このインスリンを犬の膵抽出物から発見したのは、カナダの外科医であるフレデリック バンティングとその助手で化学検査を行っていた学生のチャールズ ベストです。2人は1921年の夏に、重度の糖尿病の犬へこの抽出液を与えて70日間も生存させることに成功していました。この成果を論文として発表する準備をしていた頃、知人の医師エド ジェフリーを通じてトロント総合病院に入院していたトンプソン少年と出会います。
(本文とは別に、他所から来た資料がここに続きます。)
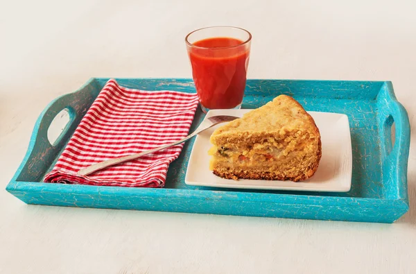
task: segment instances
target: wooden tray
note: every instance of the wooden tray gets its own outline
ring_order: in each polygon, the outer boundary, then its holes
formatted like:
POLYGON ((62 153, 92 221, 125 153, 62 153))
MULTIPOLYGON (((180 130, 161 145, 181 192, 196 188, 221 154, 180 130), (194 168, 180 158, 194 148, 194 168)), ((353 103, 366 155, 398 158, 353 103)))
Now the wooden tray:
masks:
MULTIPOLYGON (((293 96, 309 111, 348 115, 353 151, 352 189, 346 193, 295 192, 193 187, 184 182, 193 141, 170 166, 166 187, 141 189, 42 182, 107 78, 92 78, 51 102, 40 114, 24 159, 7 191, 28 204, 123 209, 392 223, 408 209, 410 126, 390 82, 248 80, 243 108, 276 96, 293 96), (70 122, 54 145, 48 128, 62 110, 70 122), (395 124, 395 142, 391 128, 395 124)), ((116 79, 147 90, 195 92, 191 79, 116 79)), ((198 110, 191 130, 204 114, 198 110)))

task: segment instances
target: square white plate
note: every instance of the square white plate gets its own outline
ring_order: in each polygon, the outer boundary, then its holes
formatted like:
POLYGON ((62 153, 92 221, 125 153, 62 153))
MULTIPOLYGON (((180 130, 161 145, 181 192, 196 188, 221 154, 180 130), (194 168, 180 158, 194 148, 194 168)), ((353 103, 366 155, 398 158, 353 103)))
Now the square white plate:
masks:
MULTIPOLYGON (((252 110, 214 110, 205 119, 215 115, 241 117, 252 110)), ((308 112, 315 120, 321 135, 322 156, 315 175, 303 182, 264 180, 223 179, 209 170, 208 151, 211 147, 209 137, 221 124, 197 135, 192 148, 185 183, 211 187, 237 189, 298 190, 302 191, 346 192, 351 188, 352 152, 348 117, 329 112, 308 112)))

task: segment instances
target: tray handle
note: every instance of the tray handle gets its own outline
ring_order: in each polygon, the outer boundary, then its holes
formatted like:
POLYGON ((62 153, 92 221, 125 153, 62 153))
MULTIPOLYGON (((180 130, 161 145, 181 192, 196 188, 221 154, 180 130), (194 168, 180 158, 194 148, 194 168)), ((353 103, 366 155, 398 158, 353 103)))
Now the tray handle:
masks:
POLYGON ((73 133, 81 119, 100 92, 94 78, 73 93, 63 95, 51 101, 40 114, 32 132, 26 155, 12 180, 40 182, 51 169, 60 152, 73 133), (69 121, 54 142, 48 138, 48 130, 55 117, 67 110, 69 121))
POLYGON ((391 82, 385 82, 379 95, 378 101, 381 110, 379 115, 382 129, 381 145, 383 160, 383 181, 391 184, 397 181, 397 191, 386 191, 388 198, 407 199, 407 169, 410 142, 410 126, 407 112, 397 101, 391 82), (395 124, 395 142, 392 142, 392 128, 395 124))

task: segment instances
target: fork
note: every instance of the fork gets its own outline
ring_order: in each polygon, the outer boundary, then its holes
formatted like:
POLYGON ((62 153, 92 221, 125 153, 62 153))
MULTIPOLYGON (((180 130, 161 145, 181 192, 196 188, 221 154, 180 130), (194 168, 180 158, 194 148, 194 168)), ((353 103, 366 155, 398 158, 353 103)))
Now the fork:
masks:
POLYGON ((99 163, 92 164, 89 166, 85 167, 84 169, 80 169, 80 171, 77 173, 78 175, 87 175, 89 174, 93 173, 99 170, 105 169, 108 166, 114 166, 115 164, 118 164, 124 162, 131 161, 135 159, 137 159, 141 157, 141 156, 146 155, 148 154, 153 153, 156 151, 162 151, 162 149, 167 148, 168 147, 177 145, 178 144, 183 143, 184 142, 188 141, 189 139, 196 136, 198 133, 202 132, 207 130, 208 128, 212 128, 214 126, 218 125, 218 123, 229 122, 231 121, 235 120, 239 117, 236 117, 234 116, 227 116, 227 115, 217 115, 209 117, 199 125, 198 128, 189 135, 187 136, 184 139, 182 139, 179 141, 176 141, 173 143, 166 144, 164 146, 159 146, 156 148, 150 149, 149 151, 146 151, 141 152, 140 153, 132 154, 130 155, 121 157, 119 158, 114 158, 107 160, 106 161, 100 162, 99 163))

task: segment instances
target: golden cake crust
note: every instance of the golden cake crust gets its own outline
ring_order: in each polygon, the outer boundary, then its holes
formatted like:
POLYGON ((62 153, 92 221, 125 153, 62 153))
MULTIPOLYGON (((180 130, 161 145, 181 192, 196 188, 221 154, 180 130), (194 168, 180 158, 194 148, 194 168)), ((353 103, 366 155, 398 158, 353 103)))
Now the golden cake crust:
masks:
POLYGON ((214 145, 210 150, 210 168, 215 175, 227 179, 304 180, 315 173, 322 156, 320 134, 315 121, 286 95, 218 128, 210 141, 214 145), (306 158, 298 152, 305 151, 304 147, 307 148, 304 153, 306 158), (268 151, 272 153, 261 154, 268 151), (276 159, 261 163, 258 159, 268 161, 263 156, 276 159), (252 157, 257 160, 245 162, 252 157))

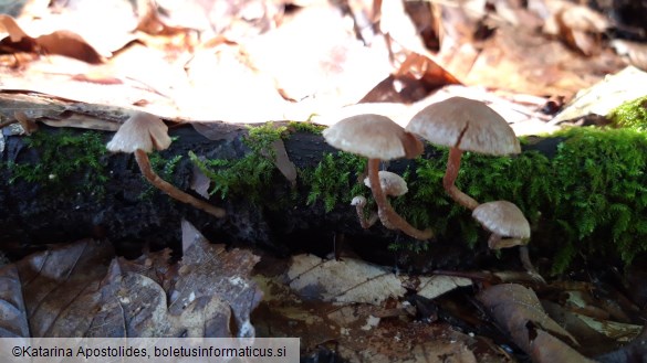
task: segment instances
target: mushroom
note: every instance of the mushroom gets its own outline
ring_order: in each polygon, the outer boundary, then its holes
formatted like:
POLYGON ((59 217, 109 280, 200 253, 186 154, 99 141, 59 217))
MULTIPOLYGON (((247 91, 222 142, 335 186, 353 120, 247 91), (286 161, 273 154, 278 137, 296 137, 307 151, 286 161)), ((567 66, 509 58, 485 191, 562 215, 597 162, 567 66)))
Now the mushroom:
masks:
POLYGON ((460 205, 473 210, 479 203, 456 185, 463 151, 491 156, 520 153, 521 146, 505 120, 483 103, 452 97, 416 114, 406 130, 429 142, 449 147, 442 186, 460 205))
MULTIPOLYGON (((380 170, 377 175, 379 177, 379 185, 386 196, 400 196, 406 194, 409 190, 407 182, 403 177, 393 173, 390 171, 380 170)), ((364 179, 364 185, 371 188, 371 180, 364 179)), ((357 209, 357 217, 359 217, 359 224, 364 229, 371 228, 372 225, 377 221, 377 214, 373 213, 368 218, 364 216, 364 206, 366 206, 366 197, 358 195, 353 197, 351 205, 355 205, 357 209)))
POLYGON ((223 217, 225 210, 180 191, 159 178, 150 168, 147 153, 153 151, 153 148, 165 150, 170 146, 170 138, 167 131, 168 128, 159 118, 150 114, 136 111, 119 127, 113 139, 107 143, 107 149, 112 152, 135 153, 139 170, 150 184, 173 199, 190 204, 216 217, 223 217))
POLYGON ((508 201, 480 204, 472 211, 472 217, 492 233, 488 239, 492 249, 525 245, 530 238, 530 223, 523 212, 508 201))
MULTIPOLYGON (((396 173, 380 170, 377 177, 379 177, 379 188, 382 188, 386 196, 400 196, 409 191, 407 182, 396 173)), ((364 185, 371 188, 371 180, 368 178, 364 179, 364 185)))
POLYGON ((390 229, 400 229, 417 239, 432 237, 431 229, 419 231, 397 214, 380 188, 380 160, 413 159, 422 153, 422 143, 392 119, 380 115, 356 115, 345 118, 323 131, 327 143, 346 152, 368 158, 368 180, 377 214, 390 229))
POLYGON ((362 228, 368 229, 371 228, 372 225, 375 224, 375 222, 377 222, 377 214, 372 213, 368 218, 364 215, 366 197, 357 195, 353 197, 353 200, 351 201, 351 205, 354 205, 355 209, 357 210, 357 218, 359 218, 359 224, 362 225, 362 228))
POLYGON ((508 201, 483 203, 472 211, 472 217, 492 233, 488 239, 491 249, 519 246, 519 257, 525 270, 538 280, 544 281, 532 265, 528 252, 530 223, 516 205, 508 201))

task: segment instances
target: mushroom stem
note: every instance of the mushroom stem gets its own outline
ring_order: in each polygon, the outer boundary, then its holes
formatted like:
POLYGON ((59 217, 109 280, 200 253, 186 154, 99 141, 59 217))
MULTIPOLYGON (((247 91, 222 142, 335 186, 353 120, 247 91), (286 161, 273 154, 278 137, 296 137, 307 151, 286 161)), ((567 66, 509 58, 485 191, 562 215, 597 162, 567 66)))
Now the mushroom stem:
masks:
POLYGON ((368 159, 368 181, 371 182, 373 197, 375 199, 375 203, 377 203, 377 215, 379 215, 382 224, 389 229, 400 229, 416 239, 425 241, 431 238, 434 232, 430 228, 425 231, 416 229, 393 210, 379 184, 378 171, 379 159, 368 159))
POLYGON ((501 235, 492 233, 490 239, 488 239, 488 247, 490 249, 502 249, 522 245, 521 238, 503 238, 501 235))
POLYGON ((456 147, 449 149, 449 159, 447 160, 447 171, 442 178, 442 186, 449 196, 451 196, 451 199, 453 199, 458 204, 469 209, 470 211, 473 211, 477 206, 479 206, 479 202, 461 192, 455 185, 456 179, 458 178, 458 170, 460 169, 461 157, 461 149, 456 147))
POLYGON ((213 206, 205 201, 196 199, 195 196, 187 194, 179 189, 175 188, 173 184, 168 183, 164 179, 159 178, 150 168, 150 161, 148 160, 148 154, 146 151, 142 149, 135 150, 135 160, 137 160, 137 164, 139 166, 139 170, 142 173, 150 182, 150 184, 155 185, 160 191, 168 194, 170 197, 176 199, 182 203, 190 204, 199 210, 202 210, 218 218, 225 216, 225 210, 213 206))
POLYGON ((528 250, 528 245, 519 246, 519 259, 521 259, 521 264, 523 268, 528 271, 530 276, 532 276, 535 280, 541 281, 543 284, 546 282, 544 278, 540 275, 540 273, 534 268, 532 261, 530 260, 530 253, 528 250))
POLYGON ((377 214, 371 213, 369 217, 366 217, 364 215, 364 206, 366 206, 366 197, 364 197, 362 195, 357 195, 357 196, 353 197, 351 205, 355 205, 355 209, 357 210, 357 218, 359 218, 359 224, 362 225, 362 228, 368 229, 375 224, 375 222, 377 222, 377 214))

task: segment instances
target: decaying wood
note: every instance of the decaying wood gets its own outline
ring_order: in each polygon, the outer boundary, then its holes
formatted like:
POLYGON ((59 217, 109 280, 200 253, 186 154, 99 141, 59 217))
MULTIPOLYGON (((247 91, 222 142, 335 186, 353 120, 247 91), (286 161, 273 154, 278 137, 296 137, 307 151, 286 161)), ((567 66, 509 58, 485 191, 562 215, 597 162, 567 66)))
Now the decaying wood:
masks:
MULTIPOLYGON (((52 105, 41 105, 38 115, 25 114, 39 121, 46 119, 52 124, 55 124, 56 119, 70 118, 73 115, 93 117, 92 111, 79 113, 80 106, 63 107, 55 103, 52 105)), ((107 119, 108 125, 118 124, 125 113, 122 110, 115 115, 107 119)), ((94 116, 95 122, 105 122, 106 118, 103 116, 102 113, 94 116)), ((59 132, 61 129, 66 128, 43 125, 39 132, 59 132)), ((111 131, 100 132, 104 132, 106 142, 113 135, 111 131)), ((170 160, 175 156, 184 156, 176 167, 171 182, 179 189, 197 195, 189 186, 194 178, 194 166, 186 157, 187 152, 194 151, 210 159, 240 159, 250 152, 242 142, 247 135, 246 126, 226 122, 171 126, 170 136, 177 139, 161 157, 170 160)), ((2 162, 38 163, 39 151, 42 150, 27 148, 23 137, 6 136, 4 142, 2 162)), ((550 153, 551 150, 554 151, 559 141, 547 140, 544 143, 549 146, 545 152, 550 153)), ((325 153, 337 151, 321 136, 309 132, 292 134, 284 140, 284 148, 289 160, 298 170, 316 167, 325 153)), ((432 157, 434 152, 429 154, 432 157)), ((392 162, 389 170, 403 172, 409 162, 407 160, 392 162)), ((299 179, 296 183, 289 180, 279 169, 270 181, 273 185, 270 195, 263 195, 264 203, 261 205, 240 195, 230 195, 226 200, 211 196, 209 201, 211 204, 227 211, 227 217, 218 220, 189 205, 174 202, 161 193, 142 197, 149 184, 143 178, 133 156, 112 154, 106 158, 105 163, 109 180, 105 183, 103 195, 83 192, 83 185, 74 183, 66 185, 69 188, 64 191, 52 191, 24 180, 9 183, 10 174, 7 168, 0 168, 0 178, 6 181, 0 188, 0 248, 11 256, 19 257, 32 250, 34 246, 91 236, 114 243, 121 254, 135 256, 144 245, 152 248, 178 247, 182 218, 190 221, 212 242, 253 244, 285 253, 296 248, 326 254, 334 248, 334 241, 338 244, 342 236, 346 243, 382 245, 385 252, 389 243, 408 239, 399 232, 389 231, 379 224, 369 229, 362 228, 356 210, 352 205, 337 205, 327 213, 323 203, 307 205, 304 201, 310 189, 302 185, 299 179), (298 194, 295 200, 299 202, 279 203, 295 193, 298 194)), ((465 256, 447 258, 448 250, 455 256, 473 255, 465 244, 443 244, 441 248, 434 248, 435 254, 443 256, 435 261, 436 267, 449 268, 447 264, 468 260, 465 256)))

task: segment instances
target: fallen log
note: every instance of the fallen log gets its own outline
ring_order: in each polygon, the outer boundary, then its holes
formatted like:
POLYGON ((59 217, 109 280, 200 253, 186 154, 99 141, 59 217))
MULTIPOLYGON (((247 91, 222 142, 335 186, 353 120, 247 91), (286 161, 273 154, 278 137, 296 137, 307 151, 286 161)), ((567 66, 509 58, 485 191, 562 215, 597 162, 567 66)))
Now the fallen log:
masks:
MULTIPOLYGON (((421 158, 387 166, 409 184, 405 196, 392 200, 394 207, 414 225, 437 232, 437 239, 425 245, 380 225, 361 227, 349 201, 369 197, 362 182, 365 160, 331 148, 320 131, 303 122, 171 128, 175 141, 152 154, 154 168, 197 196, 191 183, 208 177, 209 202, 227 211, 221 220, 153 190, 132 156, 106 152, 112 132, 42 126, 31 137, 6 136, 0 248, 20 257, 43 244, 93 236, 126 256, 145 245, 180 250, 179 225, 186 218, 213 242, 281 254, 325 255, 344 236, 351 244, 378 246, 368 249, 383 250, 378 255, 387 264, 393 263, 389 245, 429 247, 406 257, 425 259, 424 268, 473 266, 486 256, 487 233, 442 191, 446 150, 427 146, 421 158), (479 246, 478 253, 468 245, 479 246)), ((647 238, 639 239, 647 234, 647 173, 640 164, 646 150, 644 135, 632 130, 574 130, 526 139, 522 154, 513 158, 468 154, 458 183, 480 202, 518 204, 533 226, 531 246, 557 254, 559 268, 580 250, 612 252, 629 263, 647 247, 647 238)))

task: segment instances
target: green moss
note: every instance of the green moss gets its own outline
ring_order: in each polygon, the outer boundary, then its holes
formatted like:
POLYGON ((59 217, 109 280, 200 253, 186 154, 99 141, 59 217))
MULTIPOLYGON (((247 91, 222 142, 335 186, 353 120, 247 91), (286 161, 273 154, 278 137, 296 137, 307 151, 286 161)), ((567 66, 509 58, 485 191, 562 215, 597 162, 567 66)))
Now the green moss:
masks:
POLYGON ((647 96, 624 103, 613 109, 607 117, 616 126, 647 131, 647 96))
POLYGON ((317 125, 311 121, 290 121, 288 128, 296 132, 309 132, 314 135, 321 135, 326 129, 323 125, 317 125))
POLYGON ((367 188, 357 181, 366 162, 366 158, 341 151, 325 153, 314 169, 300 170, 303 184, 310 188, 306 204, 322 201, 327 213, 340 203, 347 205, 355 195, 366 194, 367 188))
MULTIPOLYGON (((174 138, 174 141, 175 139, 177 138, 174 138)), ((166 159, 158 151, 153 151, 148 154, 148 160, 150 161, 150 168, 159 175, 159 178, 174 184, 173 175, 177 169, 178 163, 182 160, 181 154, 166 159)), ((139 194, 140 200, 150 199, 155 192, 161 193, 161 191, 159 191, 157 188, 154 188, 148 181, 146 181, 144 175, 142 175, 142 179, 148 186, 139 194)))
POLYGON ((272 143, 282 139, 285 130, 285 127, 274 127, 271 122, 250 127, 243 143, 251 152, 238 160, 200 159, 194 152, 189 152, 189 158, 212 181, 210 194, 222 199, 230 194, 244 195, 258 204, 270 188, 276 169, 272 143))
MULTIPOLYGON (((268 150, 283 137, 284 129, 263 126, 250 130, 246 143, 251 152, 243 159, 190 157, 215 181, 212 193, 222 197, 236 193, 259 203, 275 172, 268 150)), ((545 238, 538 244, 556 248, 553 273, 564 271, 581 255, 614 255, 630 264, 647 250, 646 134, 633 128, 574 128, 553 137, 565 141, 552 159, 538 151, 502 158, 466 152, 458 188, 480 202, 508 200, 519 205, 531 222, 533 238, 545 238)), ((410 164, 403 175, 409 193, 392 199, 394 209, 414 226, 434 228, 442 239, 486 243, 488 233, 445 193, 448 152, 438 153, 410 164)), ((299 182, 307 190, 299 203, 320 202, 330 212, 349 209, 355 195, 371 201, 368 188, 357 180, 365 167, 365 158, 324 154, 316 167, 299 170, 299 182)))
MULTIPOLYGON (((647 250, 646 135, 574 128, 555 137, 566 140, 553 159, 535 151, 512 158, 466 153, 457 186, 481 202, 508 200, 519 205, 539 235, 562 246, 554 273, 563 271, 576 252, 611 253, 630 264, 647 250)), ((461 239, 474 243, 482 235, 478 225, 441 189, 446 160, 446 154, 416 160, 418 179, 409 184, 413 197, 394 205, 406 206, 403 214, 415 225, 432 226, 439 235, 458 231, 461 239)))
POLYGON ((69 184, 80 184, 85 192, 103 194, 108 180, 103 158, 106 157, 102 135, 96 131, 35 132, 24 143, 38 149, 38 163, 8 162, 9 183, 23 180, 38 183, 50 191, 69 190, 69 184))

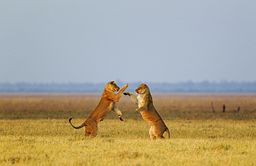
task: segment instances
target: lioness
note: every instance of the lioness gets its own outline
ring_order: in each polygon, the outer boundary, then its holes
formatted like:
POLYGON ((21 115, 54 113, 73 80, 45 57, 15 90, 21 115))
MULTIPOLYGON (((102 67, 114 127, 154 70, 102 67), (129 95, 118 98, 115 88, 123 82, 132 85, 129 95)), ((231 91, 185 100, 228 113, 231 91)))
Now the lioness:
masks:
POLYGON ((96 108, 88 117, 86 120, 80 126, 75 127, 71 123, 71 118, 69 123, 72 127, 75 129, 80 129, 85 126, 85 135, 84 136, 89 136, 91 134, 91 138, 94 138, 98 134, 98 123, 100 121, 103 121, 107 114, 111 111, 115 112, 118 116, 120 121, 123 121, 122 117, 122 112, 117 108, 115 105, 116 102, 118 102, 120 98, 122 96, 122 93, 128 87, 128 84, 126 84, 122 89, 118 92, 120 87, 116 84, 114 81, 108 82, 105 87, 100 101, 96 108), (115 92, 118 92, 116 94, 115 92))
POLYGON ((131 96, 131 101, 138 108, 136 112, 141 114, 145 121, 149 122, 152 127, 149 129, 149 136, 151 139, 156 139, 156 137, 163 138, 163 134, 166 132, 170 138, 170 132, 163 119, 153 105, 152 96, 151 96, 149 87, 146 84, 140 85, 135 90, 138 96, 129 92, 125 92, 125 95, 131 96))

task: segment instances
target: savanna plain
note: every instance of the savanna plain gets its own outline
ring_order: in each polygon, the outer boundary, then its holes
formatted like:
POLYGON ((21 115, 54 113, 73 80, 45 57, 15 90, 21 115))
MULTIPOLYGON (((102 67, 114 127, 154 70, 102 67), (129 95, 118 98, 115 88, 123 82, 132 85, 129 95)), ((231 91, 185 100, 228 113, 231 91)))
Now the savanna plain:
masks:
POLYGON ((256 165, 255 94, 153 93, 171 133, 154 141, 122 96, 117 107, 125 121, 111 112, 95 138, 83 139, 84 128, 68 119, 82 124, 100 95, 0 94, 0 165, 256 165))

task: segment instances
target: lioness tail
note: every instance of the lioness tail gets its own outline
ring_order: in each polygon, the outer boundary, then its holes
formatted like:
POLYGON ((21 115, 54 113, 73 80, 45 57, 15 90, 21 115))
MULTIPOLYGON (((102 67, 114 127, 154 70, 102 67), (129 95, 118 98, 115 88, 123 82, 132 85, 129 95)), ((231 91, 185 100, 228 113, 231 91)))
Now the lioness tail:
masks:
POLYGON ((68 121, 69 121, 70 124, 71 124, 72 127, 74 127, 75 129, 80 129, 80 128, 82 128, 82 127, 86 126, 86 125, 84 125, 84 123, 83 123, 81 125, 80 125, 80 126, 78 126, 78 127, 75 127, 75 126, 74 126, 73 125, 72 125, 72 123, 71 123, 71 120, 72 120, 72 118, 71 118, 68 120, 68 121))

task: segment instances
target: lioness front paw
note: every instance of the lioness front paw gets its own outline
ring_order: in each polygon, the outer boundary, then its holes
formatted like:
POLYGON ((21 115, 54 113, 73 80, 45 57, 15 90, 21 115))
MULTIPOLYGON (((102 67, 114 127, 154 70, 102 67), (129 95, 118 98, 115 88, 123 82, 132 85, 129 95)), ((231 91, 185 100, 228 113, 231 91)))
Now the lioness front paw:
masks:
POLYGON ((123 94, 124 95, 125 95, 125 96, 127 96, 127 95, 130 96, 130 93, 129 93, 129 92, 123 92, 122 94, 123 94))

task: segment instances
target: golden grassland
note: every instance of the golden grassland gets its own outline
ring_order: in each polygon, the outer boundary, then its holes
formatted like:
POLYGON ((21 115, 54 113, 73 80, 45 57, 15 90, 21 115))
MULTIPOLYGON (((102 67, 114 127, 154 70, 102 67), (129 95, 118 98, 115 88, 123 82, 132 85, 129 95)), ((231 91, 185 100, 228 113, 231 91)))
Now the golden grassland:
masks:
POLYGON ((80 125, 100 94, 1 94, 0 165, 256 165, 256 94, 152 95, 170 139, 150 140, 127 96, 117 103, 125 121, 111 112, 95 138, 82 140, 84 129, 68 119, 80 125))

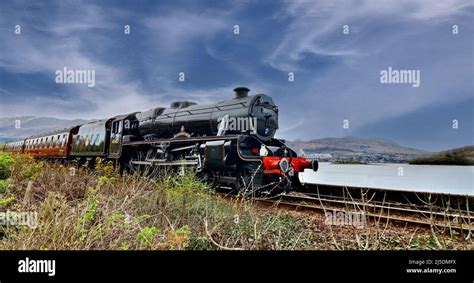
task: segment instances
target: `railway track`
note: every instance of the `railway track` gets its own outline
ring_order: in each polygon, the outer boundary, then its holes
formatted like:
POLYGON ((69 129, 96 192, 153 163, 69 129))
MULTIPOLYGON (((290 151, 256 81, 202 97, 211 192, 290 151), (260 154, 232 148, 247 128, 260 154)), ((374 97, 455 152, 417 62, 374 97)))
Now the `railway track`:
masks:
MULTIPOLYGON (((226 194, 227 197, 235 195, 226 194)), ((438 206, 415 206, 406 203, 389 203, 373 200, 356 200, 350 197, 290 193, 272 198, 253 198, 259 205, 273 206, 301 212, 360 214, 365 219, 377 222, 389 221, 394 224, 422 226, 462 231, 474 231, 474 213, 443 209, 438 206)))

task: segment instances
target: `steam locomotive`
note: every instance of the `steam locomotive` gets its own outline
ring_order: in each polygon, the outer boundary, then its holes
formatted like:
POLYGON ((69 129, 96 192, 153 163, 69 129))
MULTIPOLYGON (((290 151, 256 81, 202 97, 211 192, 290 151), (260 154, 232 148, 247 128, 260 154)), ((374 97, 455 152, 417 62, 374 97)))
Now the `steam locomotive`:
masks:
POLYGON ((318 169, 281 139, 278 107, 265 94, 215 104, 176 101, 153 108, 7 143, 5 151, 40 158, 94 162, 111 160, 121 170, 151 172, 191 166, 214 186, 244 195, 301 187, 298 173, 318 169))

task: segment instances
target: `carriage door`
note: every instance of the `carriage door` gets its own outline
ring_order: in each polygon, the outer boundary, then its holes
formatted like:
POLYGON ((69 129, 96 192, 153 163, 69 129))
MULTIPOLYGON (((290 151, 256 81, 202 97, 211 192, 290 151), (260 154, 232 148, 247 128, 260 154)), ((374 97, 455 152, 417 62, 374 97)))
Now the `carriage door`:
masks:
POLYGON ((112 123, 112 133, 110 135, 110 150, 109 156, 111 158, 120 157, 120 149, 122 145, 123 120, 114 121, 112 123))

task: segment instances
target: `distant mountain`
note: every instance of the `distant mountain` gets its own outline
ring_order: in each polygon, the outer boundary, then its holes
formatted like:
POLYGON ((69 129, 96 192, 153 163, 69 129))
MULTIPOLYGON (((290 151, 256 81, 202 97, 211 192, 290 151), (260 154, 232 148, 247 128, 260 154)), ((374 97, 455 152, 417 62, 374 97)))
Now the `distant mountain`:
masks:
POLYGON ((410 164, 474 165, 474 146, 465 146, 410 160, 410 164))
POLYGON ((0 142, 47 133, 89 122, 88 120, 67 120, 51 117, 20 116, 0 118, 0 142), (19 124, 18 124, 19 121, 19 124), (16 126, 19 126, 18 128, 16 126))
POLYGON ((287 142, 291 148, 321 161, 407 162, 430 154, 386 139, 322 138, 287 142))

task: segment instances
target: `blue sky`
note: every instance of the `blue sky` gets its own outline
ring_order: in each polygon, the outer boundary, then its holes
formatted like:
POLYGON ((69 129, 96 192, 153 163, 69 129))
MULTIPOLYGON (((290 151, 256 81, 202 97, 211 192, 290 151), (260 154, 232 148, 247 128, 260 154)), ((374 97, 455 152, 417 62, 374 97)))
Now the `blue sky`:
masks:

それから間もなく1922年1月11日、トンプソン少年は成牛でつくった抽出液の注射を受けます。その注射部位は赤く腫れて一度は中止したのですが、一般病状の改善が見られたため1月23日から投与を再開しました。その後も改善は続き、食事も摂れるようになって体重も回復し、正常な生活をとり戻せるようになったのです。
こうして、インスリン抽出物は1921年の発見からわずか数カ月間で人への効果が確認され、トロント総合病院の他の患者さんにも投与が始まります。そして彼らも同じく、やせ衰えていた身体に初めて回復の望みをもつことができました。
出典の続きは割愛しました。